Optimizing the loss function
Let’s come to the main thing. We expect a linear curve to approximate the function generating our data. The linear curve has the following form.
\[\hat{y}(x)=\theta_{0}+\theta_{1}x\]Plugging this into the loss function gives us the equation below.
\[\mathcal{L}=\frac{1}{2}\sum_{i=1}^{N}\left(y^{(i)}-\theta_{0}-\theta_{1}x^{(i)}\right)^{2}\]Note that the only thing we can do to reduce loss (error) is to tune $\theta_{0}$ and $\theta_{1}$ in some way. We do not have any particular idea of what they could actually be, so we initialize them as random numbers. Now if a function depends on a set of variables and we wish to minimze the function by “tuning” those variables, we are performing optimization. What does optimization do?
The plot below shows an example of what a loss function might look like (it’s almost never that smooth in real life).
I want you to focus on three points, which I have marked in the next image. Especially, focus on the slope of the loss function curve at those points, which is represented by dotted lines tangent to the curve at those points. The closer the model gets to the right answer, smaller the loss. This tells us that the right answer is likely very close to point $C$.
But notice how the slope at point $A$ is very high, that at point $B$ is non-zero but not as high as at $A$, and that at point $C$ is almost zero. This tells us something important: the slope of the loss function at a minimum is close to zero (ideally, exactly zero). The slope of any function at some input is equal to the value of the function’s first derivative at that input.
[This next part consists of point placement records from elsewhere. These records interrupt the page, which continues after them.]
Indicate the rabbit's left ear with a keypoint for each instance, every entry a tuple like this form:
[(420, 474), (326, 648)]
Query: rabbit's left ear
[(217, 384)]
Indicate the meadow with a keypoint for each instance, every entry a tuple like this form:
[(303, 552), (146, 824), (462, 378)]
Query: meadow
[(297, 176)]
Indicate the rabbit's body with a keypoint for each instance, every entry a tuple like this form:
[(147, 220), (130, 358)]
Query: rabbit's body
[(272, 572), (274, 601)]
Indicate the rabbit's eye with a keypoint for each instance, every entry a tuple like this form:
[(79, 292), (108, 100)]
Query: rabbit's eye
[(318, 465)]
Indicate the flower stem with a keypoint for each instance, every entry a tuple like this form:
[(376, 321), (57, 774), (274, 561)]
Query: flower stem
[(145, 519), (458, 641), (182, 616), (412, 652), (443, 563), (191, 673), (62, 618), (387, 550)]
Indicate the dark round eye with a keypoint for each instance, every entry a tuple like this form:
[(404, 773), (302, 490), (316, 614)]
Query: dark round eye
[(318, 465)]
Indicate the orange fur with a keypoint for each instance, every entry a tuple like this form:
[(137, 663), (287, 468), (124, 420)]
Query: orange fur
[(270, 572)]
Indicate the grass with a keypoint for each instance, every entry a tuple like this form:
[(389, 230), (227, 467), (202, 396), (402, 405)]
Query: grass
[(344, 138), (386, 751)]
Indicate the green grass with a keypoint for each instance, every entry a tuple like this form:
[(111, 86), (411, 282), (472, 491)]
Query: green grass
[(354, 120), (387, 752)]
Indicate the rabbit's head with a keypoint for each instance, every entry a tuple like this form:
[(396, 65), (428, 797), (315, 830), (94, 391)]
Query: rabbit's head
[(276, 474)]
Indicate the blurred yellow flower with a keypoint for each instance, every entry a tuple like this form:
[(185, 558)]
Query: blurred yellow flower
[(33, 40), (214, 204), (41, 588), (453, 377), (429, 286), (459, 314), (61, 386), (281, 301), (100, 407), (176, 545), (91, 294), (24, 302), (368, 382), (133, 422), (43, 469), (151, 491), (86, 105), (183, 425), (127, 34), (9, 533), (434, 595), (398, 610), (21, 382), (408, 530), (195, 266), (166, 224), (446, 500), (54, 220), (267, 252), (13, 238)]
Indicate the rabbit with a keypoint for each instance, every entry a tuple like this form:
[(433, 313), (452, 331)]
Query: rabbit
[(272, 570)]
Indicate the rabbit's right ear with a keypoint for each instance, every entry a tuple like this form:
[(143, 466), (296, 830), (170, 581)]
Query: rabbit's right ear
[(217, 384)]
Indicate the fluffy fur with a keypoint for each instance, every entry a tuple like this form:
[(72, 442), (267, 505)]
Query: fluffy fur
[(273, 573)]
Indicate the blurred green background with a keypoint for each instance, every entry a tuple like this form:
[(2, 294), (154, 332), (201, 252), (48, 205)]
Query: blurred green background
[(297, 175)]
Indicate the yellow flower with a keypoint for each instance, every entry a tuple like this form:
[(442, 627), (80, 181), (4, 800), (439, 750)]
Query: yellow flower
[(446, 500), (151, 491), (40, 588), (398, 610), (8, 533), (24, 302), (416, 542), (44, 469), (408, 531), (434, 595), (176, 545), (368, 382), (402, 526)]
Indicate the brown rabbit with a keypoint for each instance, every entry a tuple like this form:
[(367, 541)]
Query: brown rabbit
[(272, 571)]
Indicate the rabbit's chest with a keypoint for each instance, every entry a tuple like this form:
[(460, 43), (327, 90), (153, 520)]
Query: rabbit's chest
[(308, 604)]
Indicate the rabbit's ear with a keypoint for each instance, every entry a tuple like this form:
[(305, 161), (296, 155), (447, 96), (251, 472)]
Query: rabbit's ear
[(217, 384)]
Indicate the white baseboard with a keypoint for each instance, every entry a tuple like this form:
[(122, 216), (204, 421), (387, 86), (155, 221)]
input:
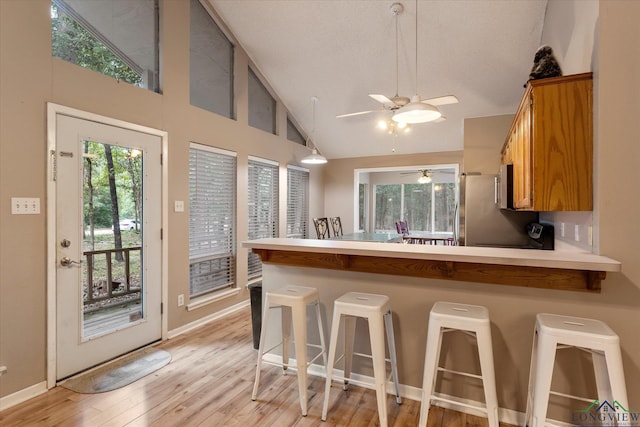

So if we want to find the loss function’s minima, we just have to figure where its first derivative is zero!
We can only tweak $\theta_{0}$ and $\theta_{1}$ in that equation, so the derivative of the loss function will have to be with respect to these two parameters individually. This gives us two equations, shown below.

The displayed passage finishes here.